With a proudly Australian heritage and an expanding, long-standing international business, Telstra’s sprawling global network includes more than 26 cable systems spanning over 400,000 km, access to multiple cable landing stations, and more than 2,000 Points of Presence (PoPs) across the world. Telstra has been awarded for Best Subsea Innovation, as well as Best Subsea Cable Operator in 2021.
“We feel proud to be part of building subsea cable infrastructure spanning mighty oceans, which links continents and people around the world,” said Andrew Hankins, Head of Architecture and Strategic Engineering, Telstra. “Our partnership with Southern Cross Cables Limited (SCCL) will create a seamless, efficient path from Australia into the Asia-Pacific, the US, and beyond. High-capacity, super-fast, and resilient network infrastructure will definitely be a possibility for the South Pacific region by mid-2022 thanks to SX NEXT.”

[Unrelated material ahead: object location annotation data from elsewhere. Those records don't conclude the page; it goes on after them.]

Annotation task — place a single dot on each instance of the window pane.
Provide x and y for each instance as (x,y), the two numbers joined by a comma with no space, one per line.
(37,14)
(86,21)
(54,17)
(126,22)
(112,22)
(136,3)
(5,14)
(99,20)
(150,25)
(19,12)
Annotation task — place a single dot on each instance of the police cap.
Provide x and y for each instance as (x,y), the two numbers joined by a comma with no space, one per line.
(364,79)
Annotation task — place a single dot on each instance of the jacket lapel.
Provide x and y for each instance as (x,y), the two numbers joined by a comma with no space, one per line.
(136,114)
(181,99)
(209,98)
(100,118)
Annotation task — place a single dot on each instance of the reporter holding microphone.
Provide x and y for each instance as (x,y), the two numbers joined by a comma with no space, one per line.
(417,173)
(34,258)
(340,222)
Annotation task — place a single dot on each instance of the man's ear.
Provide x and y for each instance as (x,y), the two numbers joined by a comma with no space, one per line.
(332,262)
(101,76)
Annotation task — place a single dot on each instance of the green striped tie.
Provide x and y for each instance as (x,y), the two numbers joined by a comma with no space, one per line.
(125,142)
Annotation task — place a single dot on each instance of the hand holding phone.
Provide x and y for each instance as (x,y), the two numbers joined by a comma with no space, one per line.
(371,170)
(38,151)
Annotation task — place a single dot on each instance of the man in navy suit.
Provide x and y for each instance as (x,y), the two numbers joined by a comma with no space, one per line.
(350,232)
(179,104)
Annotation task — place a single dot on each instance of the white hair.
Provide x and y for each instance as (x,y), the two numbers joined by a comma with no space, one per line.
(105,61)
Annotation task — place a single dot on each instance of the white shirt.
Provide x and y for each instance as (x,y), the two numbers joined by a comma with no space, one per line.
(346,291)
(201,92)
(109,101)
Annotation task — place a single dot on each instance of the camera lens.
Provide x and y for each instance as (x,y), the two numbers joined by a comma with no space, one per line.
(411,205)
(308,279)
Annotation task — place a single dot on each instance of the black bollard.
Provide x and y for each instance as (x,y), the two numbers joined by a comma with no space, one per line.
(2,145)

Since its inception in 2000, Southern Cross has been a major partner for Telstra when it comes to linking different countries and territories globally. At present, Telstra is a 25% shareholder. SX NEXT will commence operations with the submarine capability of up to 400G DWDM technology. It will include landings in the Pacific Islands of Fiji, Tokelau, and Kiribati, where other cables land or are planned to land to provide wider connectivity in the near future.